An antibody drug directed at the collagen receptor DDR1 helps to mitigate immune exclusion in a mouse model of triple-negative breast cancer, allowing T cells to flood in and slow tumor progression. A startup company called Parthenon Therapeutics has launched to advance the therapy into clinical development.
Tumors shield themselves from immune attack by constructing protective barriers of collagen. But this defense mechanism can be circumvented through blockade of the collagen receptor DDR1, allowing for cancer-killing T cells to flood in and slow tumor progression.
The findings, from a mouse model of breast cancer, suggest that therapeutically targeting DDR1 could help overcome a key mechanism of immune exclusion, a trait common to many solid tumors that has been linked to poor survival (Nature 2021 Nov 3 [Epub ahead of print]).
In the new study, a team co-led by Rong Li, PhD, of George Washington University in Washington, DC, and Zhiqiang An, PhD, of the University of Texas Health Science Center at Houston, showed that the outer segment of DDR1 helps to align collagen fibers in the extracellular matrix surrounding cancers. This creates fencing akin to barbed wire around tumors that keeps T cells at bay.
In mice, genetic removal of DDR1 from tumors disrupted the patterning of collagen, leading to enhanced immune infiltration and reduced tumor growth. Antibody drugs directed at DDR1's outer domain had the same effect.
The researchers focused their efforts on models of triple-negative breast cancer—and they have human data to suggest the findings should have clinical relevance. In women with this aggressive malignancy, the researchers showed that higher expression of DDR1 in tumor samples correlated with greater exclusion of anticancer T cells.
However, Li anticipates that DDR1 blockade should be an effective way of modulating the immune milieu in a variety of different tumors. “Immune exclusion is a pan-cancer phenotype,” he says, so “the same strategy could be applied to other cancer types.”
Shaan Gandhi, MD, DPhil, director of Northpond Ventures in Cambridge, MA, agrees, which is why his firm has backed Parthenon Therapeutics, a new startup focused on targeting immune exclusion in tumors. When his team saw Li and An's data, “we were astounded by how much of a role the extracellular matrix actually plays in promoting a tumor microenvironment that can either exclude T cells or, in the case of developing an anti-DDR1 antibody, can allow T cells to infiltrate the tumor,” Gandhi says.
Parthenon launched on November 3 with $65 million in initial funding and a plan to advance a DDR1-directed therapeutic into clinical trials. Both Li and An are scientific advisors to the company.
Finding the right disease and patient population, however, could be a challenge. As Rafael Fridman, PhD, of Wayne State University in Detroit, MI, points out, “not all tumors have this rich collagen environment.”

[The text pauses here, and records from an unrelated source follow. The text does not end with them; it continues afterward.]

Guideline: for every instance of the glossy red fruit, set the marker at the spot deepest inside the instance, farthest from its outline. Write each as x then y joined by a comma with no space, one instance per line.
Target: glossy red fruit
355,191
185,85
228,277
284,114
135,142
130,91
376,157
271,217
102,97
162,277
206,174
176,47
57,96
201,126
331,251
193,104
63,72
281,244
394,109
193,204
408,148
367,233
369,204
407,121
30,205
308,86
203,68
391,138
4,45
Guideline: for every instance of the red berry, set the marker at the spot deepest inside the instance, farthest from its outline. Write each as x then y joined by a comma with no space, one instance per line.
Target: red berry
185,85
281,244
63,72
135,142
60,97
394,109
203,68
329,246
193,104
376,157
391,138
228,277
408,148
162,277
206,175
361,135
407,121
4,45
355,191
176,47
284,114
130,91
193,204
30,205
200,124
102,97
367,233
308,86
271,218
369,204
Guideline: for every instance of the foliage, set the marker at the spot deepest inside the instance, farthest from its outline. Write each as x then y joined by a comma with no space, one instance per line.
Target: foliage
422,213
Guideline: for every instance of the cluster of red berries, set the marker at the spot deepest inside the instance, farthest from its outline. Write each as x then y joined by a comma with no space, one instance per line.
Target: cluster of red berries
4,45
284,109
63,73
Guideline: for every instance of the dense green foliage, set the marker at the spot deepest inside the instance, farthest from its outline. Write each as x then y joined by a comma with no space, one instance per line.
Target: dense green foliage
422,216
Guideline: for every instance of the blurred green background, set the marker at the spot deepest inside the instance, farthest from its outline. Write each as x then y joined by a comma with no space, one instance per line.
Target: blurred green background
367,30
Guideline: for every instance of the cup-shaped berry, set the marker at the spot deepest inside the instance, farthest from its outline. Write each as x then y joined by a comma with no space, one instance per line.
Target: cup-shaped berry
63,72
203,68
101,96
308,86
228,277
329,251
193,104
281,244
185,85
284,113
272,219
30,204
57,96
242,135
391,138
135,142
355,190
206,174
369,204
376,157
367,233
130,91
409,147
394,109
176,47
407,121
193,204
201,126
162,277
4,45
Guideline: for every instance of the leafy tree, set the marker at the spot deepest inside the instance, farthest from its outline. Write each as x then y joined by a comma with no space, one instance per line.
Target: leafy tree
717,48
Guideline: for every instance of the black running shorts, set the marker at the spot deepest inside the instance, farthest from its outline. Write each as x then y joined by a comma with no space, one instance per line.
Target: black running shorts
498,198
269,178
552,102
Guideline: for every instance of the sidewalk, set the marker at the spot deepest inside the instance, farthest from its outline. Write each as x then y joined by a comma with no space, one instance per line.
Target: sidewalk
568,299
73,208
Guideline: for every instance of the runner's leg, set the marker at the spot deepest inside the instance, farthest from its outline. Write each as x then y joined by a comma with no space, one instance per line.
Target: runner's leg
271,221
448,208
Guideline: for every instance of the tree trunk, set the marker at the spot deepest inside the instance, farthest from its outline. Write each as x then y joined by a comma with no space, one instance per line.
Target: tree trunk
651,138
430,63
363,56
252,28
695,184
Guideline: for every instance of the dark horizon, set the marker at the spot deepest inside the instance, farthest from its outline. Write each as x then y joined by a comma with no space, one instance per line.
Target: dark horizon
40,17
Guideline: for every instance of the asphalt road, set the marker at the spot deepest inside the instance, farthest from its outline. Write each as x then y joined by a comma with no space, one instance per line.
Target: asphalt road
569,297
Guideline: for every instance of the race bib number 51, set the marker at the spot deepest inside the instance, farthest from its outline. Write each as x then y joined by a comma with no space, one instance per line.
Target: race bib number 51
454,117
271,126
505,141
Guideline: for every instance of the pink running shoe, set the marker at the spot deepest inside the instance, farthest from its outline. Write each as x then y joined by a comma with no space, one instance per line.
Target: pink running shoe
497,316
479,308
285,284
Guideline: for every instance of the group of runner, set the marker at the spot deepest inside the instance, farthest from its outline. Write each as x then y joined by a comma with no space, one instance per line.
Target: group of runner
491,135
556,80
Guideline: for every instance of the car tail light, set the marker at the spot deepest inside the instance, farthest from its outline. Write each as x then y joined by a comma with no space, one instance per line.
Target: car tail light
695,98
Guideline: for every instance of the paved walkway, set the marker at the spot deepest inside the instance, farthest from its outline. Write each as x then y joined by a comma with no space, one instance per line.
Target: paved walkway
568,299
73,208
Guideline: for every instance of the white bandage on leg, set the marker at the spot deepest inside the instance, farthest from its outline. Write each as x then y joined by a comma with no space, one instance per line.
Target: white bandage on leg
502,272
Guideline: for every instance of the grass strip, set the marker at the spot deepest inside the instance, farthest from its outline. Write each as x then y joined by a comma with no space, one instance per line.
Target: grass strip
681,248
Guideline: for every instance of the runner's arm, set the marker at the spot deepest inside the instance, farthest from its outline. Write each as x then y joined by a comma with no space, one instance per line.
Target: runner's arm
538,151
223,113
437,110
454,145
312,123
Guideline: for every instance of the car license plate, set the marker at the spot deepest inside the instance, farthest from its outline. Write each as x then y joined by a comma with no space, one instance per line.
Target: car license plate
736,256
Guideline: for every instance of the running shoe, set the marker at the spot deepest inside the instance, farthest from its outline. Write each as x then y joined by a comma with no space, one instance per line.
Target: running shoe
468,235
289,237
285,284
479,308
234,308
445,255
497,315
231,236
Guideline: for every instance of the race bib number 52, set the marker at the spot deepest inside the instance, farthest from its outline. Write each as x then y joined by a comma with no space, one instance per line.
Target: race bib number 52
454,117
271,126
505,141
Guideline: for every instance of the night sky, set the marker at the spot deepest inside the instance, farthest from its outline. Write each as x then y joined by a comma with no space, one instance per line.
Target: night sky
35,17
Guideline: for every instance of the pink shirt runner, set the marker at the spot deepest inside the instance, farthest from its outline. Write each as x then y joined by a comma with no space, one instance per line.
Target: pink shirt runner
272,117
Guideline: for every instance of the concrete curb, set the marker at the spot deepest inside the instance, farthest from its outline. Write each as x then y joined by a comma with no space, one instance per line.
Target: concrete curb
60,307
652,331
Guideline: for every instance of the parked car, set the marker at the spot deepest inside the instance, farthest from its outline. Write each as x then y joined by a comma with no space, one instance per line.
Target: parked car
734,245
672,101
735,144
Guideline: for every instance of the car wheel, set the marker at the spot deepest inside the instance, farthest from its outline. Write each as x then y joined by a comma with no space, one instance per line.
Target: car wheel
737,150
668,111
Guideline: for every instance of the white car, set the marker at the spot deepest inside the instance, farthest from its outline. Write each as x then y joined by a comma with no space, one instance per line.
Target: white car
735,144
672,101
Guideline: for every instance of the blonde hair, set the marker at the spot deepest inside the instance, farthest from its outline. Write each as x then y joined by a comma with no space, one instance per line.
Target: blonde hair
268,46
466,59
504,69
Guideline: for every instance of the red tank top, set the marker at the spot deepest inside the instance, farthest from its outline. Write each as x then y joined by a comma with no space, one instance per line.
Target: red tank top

Some research from other tumor models also indicates that targeting collagen assembly could have negative consequences. Earlier this year, for example, Raghu Kalluri, MD, PhD, and his colleagues at The University of Texas MD Anderson Cancer Center in Houston, reported that depleting collagen around pancreatic tumors in mice resulted in more immune suppression, not less (Cancer Cell 2021;39:548-65.E6).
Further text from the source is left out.